Cassidy handed him a tablet. On it, a paused image from a security feed: Frank Ashford, hunched over the terminal. Grant studied it. “A janitor?”

“Used to be a prodigy,” she said. “Graduated top of his class. Went quiet after his startup crashed.”

“Why was he cleaning our server room?”

“Probably because no one thought to ask what the janitor could do.”

Grant’s jaw tightened. “How much did he access?”
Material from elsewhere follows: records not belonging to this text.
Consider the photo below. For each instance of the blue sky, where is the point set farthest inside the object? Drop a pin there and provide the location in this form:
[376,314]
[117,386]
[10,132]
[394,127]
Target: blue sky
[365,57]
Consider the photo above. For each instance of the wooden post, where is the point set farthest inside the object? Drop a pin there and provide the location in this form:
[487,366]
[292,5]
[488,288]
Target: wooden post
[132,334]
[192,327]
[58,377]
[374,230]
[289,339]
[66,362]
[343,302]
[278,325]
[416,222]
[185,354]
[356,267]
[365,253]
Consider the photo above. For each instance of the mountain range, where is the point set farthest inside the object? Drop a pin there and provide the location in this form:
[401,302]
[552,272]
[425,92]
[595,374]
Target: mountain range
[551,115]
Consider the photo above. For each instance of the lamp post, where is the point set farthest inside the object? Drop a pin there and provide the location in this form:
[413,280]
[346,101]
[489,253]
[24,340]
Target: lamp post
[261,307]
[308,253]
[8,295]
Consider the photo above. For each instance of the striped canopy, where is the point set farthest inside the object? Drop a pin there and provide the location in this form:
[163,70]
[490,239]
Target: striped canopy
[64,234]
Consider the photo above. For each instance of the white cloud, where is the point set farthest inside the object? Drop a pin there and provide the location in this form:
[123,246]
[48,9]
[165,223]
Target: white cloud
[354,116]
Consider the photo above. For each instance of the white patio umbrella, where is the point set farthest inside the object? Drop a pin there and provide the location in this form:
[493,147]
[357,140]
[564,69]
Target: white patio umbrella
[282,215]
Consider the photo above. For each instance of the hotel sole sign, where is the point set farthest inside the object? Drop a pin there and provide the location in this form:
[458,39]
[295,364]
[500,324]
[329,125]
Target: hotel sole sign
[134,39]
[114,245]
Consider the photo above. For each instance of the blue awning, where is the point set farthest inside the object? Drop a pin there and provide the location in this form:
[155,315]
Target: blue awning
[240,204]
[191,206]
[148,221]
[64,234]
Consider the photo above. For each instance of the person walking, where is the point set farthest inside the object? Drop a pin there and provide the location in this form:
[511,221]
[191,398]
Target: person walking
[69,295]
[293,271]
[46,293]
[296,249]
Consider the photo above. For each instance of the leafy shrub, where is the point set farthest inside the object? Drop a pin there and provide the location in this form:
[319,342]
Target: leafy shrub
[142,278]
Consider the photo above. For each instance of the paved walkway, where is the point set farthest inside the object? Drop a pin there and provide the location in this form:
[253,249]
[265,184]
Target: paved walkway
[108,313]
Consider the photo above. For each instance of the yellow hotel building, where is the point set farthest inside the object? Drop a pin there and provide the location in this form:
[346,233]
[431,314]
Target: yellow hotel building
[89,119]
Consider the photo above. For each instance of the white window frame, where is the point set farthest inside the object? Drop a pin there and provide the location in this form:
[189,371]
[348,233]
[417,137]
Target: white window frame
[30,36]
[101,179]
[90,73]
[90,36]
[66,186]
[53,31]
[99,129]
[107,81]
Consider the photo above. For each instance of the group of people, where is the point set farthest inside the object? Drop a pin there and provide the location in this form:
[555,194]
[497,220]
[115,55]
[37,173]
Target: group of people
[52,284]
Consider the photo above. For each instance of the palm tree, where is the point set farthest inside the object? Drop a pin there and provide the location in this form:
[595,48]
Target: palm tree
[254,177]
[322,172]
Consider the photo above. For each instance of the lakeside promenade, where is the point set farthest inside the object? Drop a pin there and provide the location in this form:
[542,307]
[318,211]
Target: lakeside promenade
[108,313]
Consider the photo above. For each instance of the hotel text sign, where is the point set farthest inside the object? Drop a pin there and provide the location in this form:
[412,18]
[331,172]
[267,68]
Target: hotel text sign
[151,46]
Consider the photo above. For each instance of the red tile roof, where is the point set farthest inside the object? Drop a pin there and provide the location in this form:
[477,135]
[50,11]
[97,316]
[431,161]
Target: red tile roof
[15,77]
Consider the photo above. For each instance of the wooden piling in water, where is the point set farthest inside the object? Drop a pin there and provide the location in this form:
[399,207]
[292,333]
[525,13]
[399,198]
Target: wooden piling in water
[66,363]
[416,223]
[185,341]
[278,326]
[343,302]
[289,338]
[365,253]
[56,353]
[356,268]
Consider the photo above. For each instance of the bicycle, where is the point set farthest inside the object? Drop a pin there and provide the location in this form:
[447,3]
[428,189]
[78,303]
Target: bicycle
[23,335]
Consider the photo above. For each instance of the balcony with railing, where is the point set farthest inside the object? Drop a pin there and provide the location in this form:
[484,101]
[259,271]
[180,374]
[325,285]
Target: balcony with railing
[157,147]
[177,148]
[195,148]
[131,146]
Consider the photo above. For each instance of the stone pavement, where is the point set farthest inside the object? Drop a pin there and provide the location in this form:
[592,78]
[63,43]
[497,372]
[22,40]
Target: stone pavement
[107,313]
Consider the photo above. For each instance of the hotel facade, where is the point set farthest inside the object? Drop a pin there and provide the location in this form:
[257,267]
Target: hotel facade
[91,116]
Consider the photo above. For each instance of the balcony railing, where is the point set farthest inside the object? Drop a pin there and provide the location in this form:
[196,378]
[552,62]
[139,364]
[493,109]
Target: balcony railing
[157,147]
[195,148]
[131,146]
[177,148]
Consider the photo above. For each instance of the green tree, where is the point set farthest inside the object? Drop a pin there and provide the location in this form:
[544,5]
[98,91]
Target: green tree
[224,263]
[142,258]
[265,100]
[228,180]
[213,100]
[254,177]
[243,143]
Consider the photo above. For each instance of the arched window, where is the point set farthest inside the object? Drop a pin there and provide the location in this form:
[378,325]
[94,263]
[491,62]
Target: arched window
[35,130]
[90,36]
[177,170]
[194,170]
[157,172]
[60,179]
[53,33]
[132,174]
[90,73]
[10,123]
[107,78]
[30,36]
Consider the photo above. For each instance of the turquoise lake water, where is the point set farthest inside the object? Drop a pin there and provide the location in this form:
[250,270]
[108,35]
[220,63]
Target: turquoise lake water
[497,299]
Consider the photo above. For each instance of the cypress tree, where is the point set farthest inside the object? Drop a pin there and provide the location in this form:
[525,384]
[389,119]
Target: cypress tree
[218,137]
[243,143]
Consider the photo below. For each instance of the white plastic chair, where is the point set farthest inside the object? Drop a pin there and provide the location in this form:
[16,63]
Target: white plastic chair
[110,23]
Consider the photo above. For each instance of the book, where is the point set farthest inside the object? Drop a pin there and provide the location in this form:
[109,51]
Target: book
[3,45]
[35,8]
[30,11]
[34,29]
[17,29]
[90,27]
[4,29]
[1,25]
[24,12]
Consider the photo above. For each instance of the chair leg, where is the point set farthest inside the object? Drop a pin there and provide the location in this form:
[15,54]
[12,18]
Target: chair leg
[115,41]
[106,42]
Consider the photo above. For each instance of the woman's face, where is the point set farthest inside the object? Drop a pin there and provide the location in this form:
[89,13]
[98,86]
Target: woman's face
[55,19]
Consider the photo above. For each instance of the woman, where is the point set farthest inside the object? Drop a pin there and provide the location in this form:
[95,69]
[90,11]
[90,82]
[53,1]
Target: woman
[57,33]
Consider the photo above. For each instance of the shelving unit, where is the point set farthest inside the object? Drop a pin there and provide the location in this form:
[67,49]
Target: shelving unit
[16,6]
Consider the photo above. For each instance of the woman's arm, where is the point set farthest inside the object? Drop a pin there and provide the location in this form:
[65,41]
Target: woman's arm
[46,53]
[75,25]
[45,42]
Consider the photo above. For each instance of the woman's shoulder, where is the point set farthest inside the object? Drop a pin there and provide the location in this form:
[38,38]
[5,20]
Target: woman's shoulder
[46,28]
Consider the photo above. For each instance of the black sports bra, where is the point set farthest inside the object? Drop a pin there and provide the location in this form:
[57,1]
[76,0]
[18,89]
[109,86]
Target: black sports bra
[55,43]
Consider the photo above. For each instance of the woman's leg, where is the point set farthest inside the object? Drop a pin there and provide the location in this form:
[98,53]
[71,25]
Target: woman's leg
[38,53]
“Unclear. IRIS went partially dormant after he answered the security prompt.”

“What did he answer?”

“Yes.”

Grant blinked. “Then IRIS thinks we’ve been compromised.”

Cassidy nodded. “It’s already begun re-encrypting.”

Grant turned away, eyes narrowing on the glass skyline. “Then we’re on the clock.”

He handed her the tablet. “I want Frank Ashford gone. Quietly. Tonight.”

Back in the server room…

“I need to go,” Frank said. “If they see me here”

“They already know,” Ella said. “The second you accessed IRIS, they were alerted.”

Frank’s blood ran cold. “I have a safehouse,” she continued. “But we need to move. Now.”

Frank hesitated. Every instinct screamed run. But something louder whispered stay, He looked at her, really looked, Not the billionaire’s daughter. Not the polished PR face of MorganTech.

She was scared. Determined. Honest, And somehow, she still believed in him. “All right,” he said. “But first what is IRIS really?”

Ella glanced back at the screen. “I think it’s more than a program. More than a predictive algorithm.”

“What then?”

She met his eyes. “I think it’s watching all of us. And I think it’s choosing sides.”

Outside, in the parking garage… The sniper’s finger was still on the trigger. His eye locked on the exit stairwell door. It creaked open, A janitor’s mop rolled through first. Then came Frank and Ella—heads low, fast steps, no chatter.

He exhaled. Lined up the shot, Then his earpiece crackled. “Abort. Not here. Too visible. New orders: make it look like an accident.”